Весь этот беспорядок представлял собой полную противоположность целомудренному святилищу, где Каролина, в то время как ее сестры часто проводили ночи в болтовне, запиралась, чтобы читать свои наивные молитвы, составлять список мелких личных расходов, которые почти все состояли из подаяний, чинить тайком какие-нибудь поношенные вещи (ибо ей доставляло удовольствие не позволять себе лени, оправданной богатством), наконец, повторять уроки и добросовестно усваивать те основы образования, которыми ее сестры слишком быстро пренебрегли, чтобы познавать вещи, с ее точки зрения, весьма легкомысленные.

Мы называем легкомысленными занятия, к которым только чуть прикасаются, не углубляясь в них. По нашему мнению, так называемое искусство, или умение быть приятным в обществе, находится в обеспеченных буржуазных семьях в варварском состоянии. Куда уместнее было бы назвать то, чему учат молодых девиц, искусством доставлять неприятности окружающим, которые оказываются вынужденными терпеть все это – рассматривать созданные ими семейные портреты, слушать в их исполнении романсы, или фортепьянные пьесы, или даже их собственные стихи.

Эвелина и Натали не находились на этом печальном уровне. Они обе обладали некоторыми дарованиями, одна – музыкальным, другая – поэтическим. У Эвелины были ловкие пальцы и бурная фантазия, и она хоть и нерегулярно, но яростно терзала свой рояль, почти всегда расстроенный либо от длительного небрежения, либо от безжалостного пользования. Натали писала и в самом деле недурные стихи, иногда отличные по форме, но откуда ей было взять глубокое содержание? Сердце ее было холодно и замкнуто; ее воображение, еще ни разу не взволнованное чувством, оставалось лишь стальным зеркалом, четко отражавшим внешние предметы. Она была наблюдательна и нередко находила верные, а порой даже меткие выражения. Она любила это занятие и с удовольствием преодолевала трудности рифмовки и размера, как опытный и усердный чеканщик работает с неподатливым материалом. У Натали был хороший вкус, и она невысоко ценила моду, но, любя идти против течения, она охотно воспроизводила все современные жанры, преувеличивая и выпячивая недостатки романтической школы. Считая это трудной победой, она тешила таким образом свое тщеславие. Незаметно для себя она все же усваивала характерные черты романтической поэзии, но они не были ей органически свойственны и, будучи пропущены через равнодушный ум и холодное сердце, теряли всякую оригинальность.
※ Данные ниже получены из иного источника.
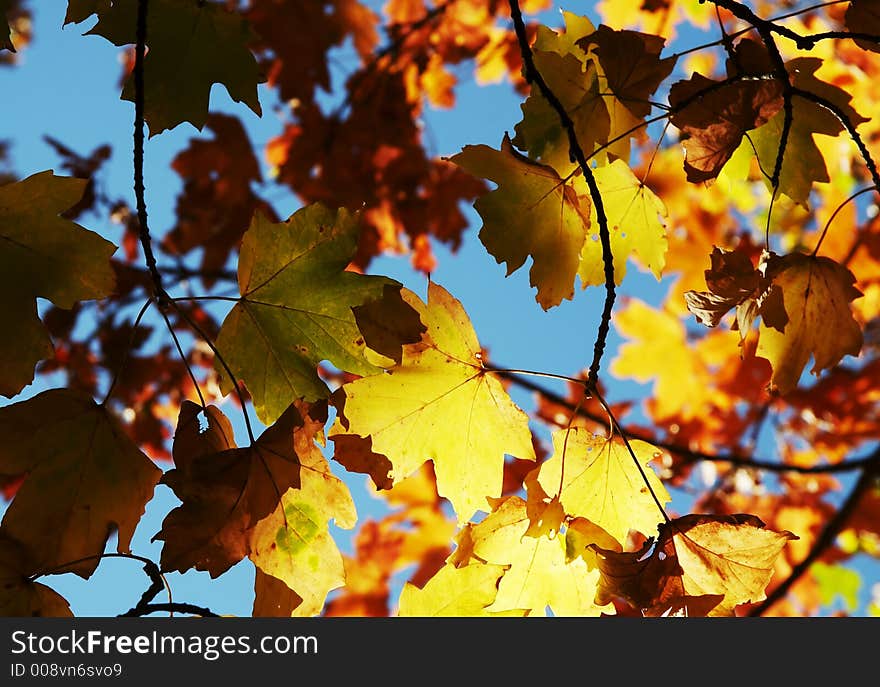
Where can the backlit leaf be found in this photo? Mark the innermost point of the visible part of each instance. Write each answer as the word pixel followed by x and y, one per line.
pixel 600 481
pixel 635 223
pixel 715 117
pixel 85 478
pixel 225 490
pixel 440 383
pixel 296 309
pixel 43 255
pixel 538 576
pixel 294 544
pixel 817 293
pixel 454 592
pixel 803 163
pixel 533 213
pixel 192 46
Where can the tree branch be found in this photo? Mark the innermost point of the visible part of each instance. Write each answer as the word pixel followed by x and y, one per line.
pixel 826 538
pixel 683 451
pixel 576 153
pixel 143 227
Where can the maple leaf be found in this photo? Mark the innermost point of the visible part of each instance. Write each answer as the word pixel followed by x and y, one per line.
pixel 43 256
pixel 600 481
pixel 225 490
pixel 803 163
pixel 20 596
pixel 294 544
pixel 707 564
pixel 659 350
pixel 634 221
pixel 538 575
pixel 863 16
pixel 295 37
pixel 84 479
pixel 631 64
pixel 734 283
pixel 217 203
pixel 296 309
pixel 816 292
pixel 716 121
pixel 575 83
pixel 533 212
pixel 440 383
pixel 453 592
pixel 192 46
pixel 273 598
Ее по-своему яркая личность проявлялась лишь в высмеивании и в отрицании. Атеистка по природе, она если и не отрицала начисто существование божества, то обвиняла его и судила его законы с необычайной смелостью. Если ее раздражали какие-нибудь люди или вещи, она втайне успокаивалась от своих обид и огорчений, изливая их в бурных декламациях, удивительно искусно построенных. В этом находил выражение весь ее талант, весьма незаурядный для женщины, но недостаточно пылкий, чтобы быть мужественным, и недостаточно нежный, чтобы быть женственным.
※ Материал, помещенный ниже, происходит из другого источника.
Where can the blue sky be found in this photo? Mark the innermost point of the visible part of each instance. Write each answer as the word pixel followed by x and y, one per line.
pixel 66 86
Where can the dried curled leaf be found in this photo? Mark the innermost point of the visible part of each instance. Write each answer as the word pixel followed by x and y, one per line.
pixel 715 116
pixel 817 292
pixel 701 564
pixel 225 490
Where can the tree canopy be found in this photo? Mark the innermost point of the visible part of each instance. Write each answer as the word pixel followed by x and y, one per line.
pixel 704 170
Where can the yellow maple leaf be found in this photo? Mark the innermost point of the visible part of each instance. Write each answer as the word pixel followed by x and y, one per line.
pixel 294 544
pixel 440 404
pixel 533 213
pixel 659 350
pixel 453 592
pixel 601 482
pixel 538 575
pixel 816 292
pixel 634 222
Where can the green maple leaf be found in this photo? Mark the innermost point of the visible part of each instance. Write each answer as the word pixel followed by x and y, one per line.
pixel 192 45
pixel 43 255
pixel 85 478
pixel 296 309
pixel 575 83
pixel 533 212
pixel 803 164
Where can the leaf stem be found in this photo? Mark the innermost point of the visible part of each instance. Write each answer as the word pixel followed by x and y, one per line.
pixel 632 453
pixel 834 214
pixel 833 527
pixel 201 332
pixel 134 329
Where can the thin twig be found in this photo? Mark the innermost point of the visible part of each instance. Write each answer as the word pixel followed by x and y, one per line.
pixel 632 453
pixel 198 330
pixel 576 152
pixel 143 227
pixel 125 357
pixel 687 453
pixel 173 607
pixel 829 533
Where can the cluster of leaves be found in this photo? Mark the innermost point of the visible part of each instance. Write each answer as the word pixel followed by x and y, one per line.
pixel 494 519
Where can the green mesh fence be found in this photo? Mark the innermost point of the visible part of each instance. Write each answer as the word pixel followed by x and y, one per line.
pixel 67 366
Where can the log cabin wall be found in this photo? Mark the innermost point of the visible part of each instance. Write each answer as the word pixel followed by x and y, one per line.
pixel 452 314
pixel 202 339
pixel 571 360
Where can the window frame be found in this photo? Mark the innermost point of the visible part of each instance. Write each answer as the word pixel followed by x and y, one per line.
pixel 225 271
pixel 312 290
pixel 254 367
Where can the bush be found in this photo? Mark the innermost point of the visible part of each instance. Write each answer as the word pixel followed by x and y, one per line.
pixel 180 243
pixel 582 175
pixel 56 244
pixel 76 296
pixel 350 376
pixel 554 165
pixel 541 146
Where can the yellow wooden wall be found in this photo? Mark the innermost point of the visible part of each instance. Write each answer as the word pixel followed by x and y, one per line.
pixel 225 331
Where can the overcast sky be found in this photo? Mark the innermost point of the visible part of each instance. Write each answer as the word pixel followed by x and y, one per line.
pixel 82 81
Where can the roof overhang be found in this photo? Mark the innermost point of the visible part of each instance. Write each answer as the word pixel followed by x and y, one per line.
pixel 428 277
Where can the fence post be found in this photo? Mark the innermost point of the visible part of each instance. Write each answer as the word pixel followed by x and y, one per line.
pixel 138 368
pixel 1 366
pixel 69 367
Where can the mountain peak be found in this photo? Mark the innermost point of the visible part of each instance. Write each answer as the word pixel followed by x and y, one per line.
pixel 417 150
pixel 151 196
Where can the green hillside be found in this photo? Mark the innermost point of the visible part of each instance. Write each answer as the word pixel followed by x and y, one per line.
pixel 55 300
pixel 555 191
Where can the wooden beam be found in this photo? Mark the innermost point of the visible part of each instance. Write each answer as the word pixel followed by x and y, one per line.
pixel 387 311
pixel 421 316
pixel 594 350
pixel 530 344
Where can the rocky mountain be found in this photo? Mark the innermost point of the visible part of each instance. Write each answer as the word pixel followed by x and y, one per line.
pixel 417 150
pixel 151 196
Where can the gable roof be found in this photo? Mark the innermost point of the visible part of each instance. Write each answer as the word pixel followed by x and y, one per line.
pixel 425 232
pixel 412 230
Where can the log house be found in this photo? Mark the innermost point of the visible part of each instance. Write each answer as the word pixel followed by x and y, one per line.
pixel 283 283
Эвелина и Натали были слишком хорошо воспитаны, слишком мало провинциальны и имели дело со слишком разумными родителями, чтобы стремиться пускать пыль в глаза невеждам. Они наверняка получили бы удовольствие, приобщая родных к своим маленьким победам, если бы сами не разрушали, словно назло, радость семейной жизни: одна – странными выходками и капризами, которые позволяла себе как избалованный и властный ребенок, другая – гордой язвительностью. Обе боялись пристрастия в суждениях своих родных, и, вдобавок, обе были заранее уверены, что друг у друга встретят уже готовую недоброжелательную или презрительную оценку.

Несмотря на инстинктивную взаимную антипатию обеих сестер, они с трудом обходились одна без другой, когда выступали против третьей силы в доме. Разговор, который мы сейчас приведем, объяснит необходимость этого их союза для совместного наступления, при отсутствии, однако, единства в обороне.

IV

– Неужели еще только полночь? – спросила Эвелина, которая перелистывала, не читая, роман Вальтера Скотта; она растянулась на мягком диване и то перебирала выбившиеся пряди своих чудесных волос, то теребила уши огромного, великолепного ньюфаундленда.
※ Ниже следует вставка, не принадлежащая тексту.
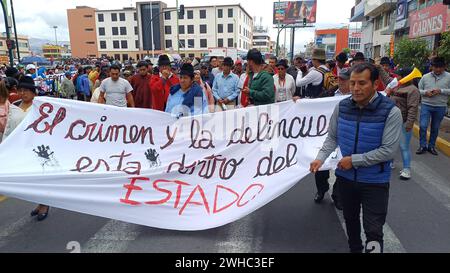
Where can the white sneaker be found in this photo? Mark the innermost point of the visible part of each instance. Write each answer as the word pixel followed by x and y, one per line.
pixel 405 174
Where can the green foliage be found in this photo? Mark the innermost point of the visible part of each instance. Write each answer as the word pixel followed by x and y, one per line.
pixel 444 47
pixel 412 53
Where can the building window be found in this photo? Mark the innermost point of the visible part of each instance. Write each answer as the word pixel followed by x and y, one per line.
pixel 230 13
pixel 168 30
pixel 203 29
pixel 202 14
pixel 191 43
pixel 168 44
pixel 230 42
pixel 203 43
pixel 230 28
pixel 190 14
pixel 182 43
pixel 190 29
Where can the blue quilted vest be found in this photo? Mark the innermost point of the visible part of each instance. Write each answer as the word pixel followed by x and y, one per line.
pixel 361 131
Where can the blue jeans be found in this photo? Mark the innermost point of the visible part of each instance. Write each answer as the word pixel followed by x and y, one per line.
pixel 436 114
pixel 405 141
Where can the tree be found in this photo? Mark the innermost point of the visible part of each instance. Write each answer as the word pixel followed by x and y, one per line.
pixel 444 47
pixel 412 53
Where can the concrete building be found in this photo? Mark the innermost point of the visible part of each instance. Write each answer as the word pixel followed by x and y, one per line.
pixel 83 32
pixel 24 47
pixel 118 33
pixel 207 27
pixel 55 52
pixel 332 40
pixel 151 32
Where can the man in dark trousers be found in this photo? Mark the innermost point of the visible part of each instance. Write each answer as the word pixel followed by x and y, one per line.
pixel 367 128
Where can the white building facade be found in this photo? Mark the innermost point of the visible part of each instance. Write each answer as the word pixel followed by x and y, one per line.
pixel 206 27
pixel 118 33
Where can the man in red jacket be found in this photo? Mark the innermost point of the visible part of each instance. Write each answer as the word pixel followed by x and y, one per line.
pixel 161 84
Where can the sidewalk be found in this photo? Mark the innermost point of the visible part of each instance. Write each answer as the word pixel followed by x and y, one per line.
pixel 443 142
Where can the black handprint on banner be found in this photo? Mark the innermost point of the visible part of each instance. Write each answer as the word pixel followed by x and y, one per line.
pixel 46 157
pixel 43 152
pixel 153 157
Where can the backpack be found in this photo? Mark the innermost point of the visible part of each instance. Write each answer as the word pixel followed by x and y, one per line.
pixel 330 83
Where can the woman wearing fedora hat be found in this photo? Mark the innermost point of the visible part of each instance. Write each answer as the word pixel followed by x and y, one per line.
pixel 16 114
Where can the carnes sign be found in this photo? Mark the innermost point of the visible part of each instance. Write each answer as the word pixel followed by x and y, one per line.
pixel 428 21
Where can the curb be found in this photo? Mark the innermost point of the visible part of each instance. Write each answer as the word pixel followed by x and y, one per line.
pixel 442 144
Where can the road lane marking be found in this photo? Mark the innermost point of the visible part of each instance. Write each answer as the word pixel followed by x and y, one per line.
pixel 391 242
pixel 114 237
pixel 243 236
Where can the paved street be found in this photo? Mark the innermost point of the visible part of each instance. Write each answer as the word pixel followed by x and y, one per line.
pixel 418 221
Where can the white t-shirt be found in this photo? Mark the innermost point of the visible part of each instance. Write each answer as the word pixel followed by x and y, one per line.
pixel 116 91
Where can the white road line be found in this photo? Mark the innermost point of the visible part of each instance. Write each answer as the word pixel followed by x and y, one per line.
pixel 436 185
pixel 7 231
pixel 114 237
pixel 391 242
pixel 243 236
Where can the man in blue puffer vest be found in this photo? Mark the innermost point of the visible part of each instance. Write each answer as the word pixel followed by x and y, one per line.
pixel 367 129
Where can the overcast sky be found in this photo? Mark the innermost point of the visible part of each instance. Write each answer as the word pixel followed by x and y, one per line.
pixel 36 18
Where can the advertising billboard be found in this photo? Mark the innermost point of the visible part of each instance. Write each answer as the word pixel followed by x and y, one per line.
pixel 294 12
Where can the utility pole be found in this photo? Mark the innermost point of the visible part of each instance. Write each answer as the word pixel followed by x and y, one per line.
pixel 15 30
pixel 56 36
pixel 8 33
– Мне тоже сегодняшний день кажется очень долгим, – ответила Натали, уверенно переписывая каллиграфическим почерком на толстую и ломкую веленевую бумагу длинный пассаж собственного сочинения.

– Впрочем, объяснить это нетрудно – ведь мы уже добрый час сидим вдвоем.

– Эвелина, у тебя входит в привычку говорить со мной язвительным тоном; это истощило бы чье угодно терпение, но я решила просто не замечать твоих колкостей. И ты, дорогая моя, даже не подозреваешь, почему я молчу.

– Ну что ты! Спокойствие, вызванное презрением, терпение, основывающееся на силе. Ты можешь повергнуть меня в прах одним словом!

– Все возможно.

– Но я слаба, и тебе жаль меня.

– И это возможно.

– Напрасно ты разыгрываешь великодушие, Натали, ты ведь, напротив, скупа; ты копишь сокровища своей мести и одним вовремя сказанным словом уничтожаешь арсенал моих насмешек. Но я добрее тебя и признаюсь, что не права. Не лучше ли нам не ссориться, а поддерживать друг друга, особенно теперь, когда мы обречены проводить долгие часы вдвоем?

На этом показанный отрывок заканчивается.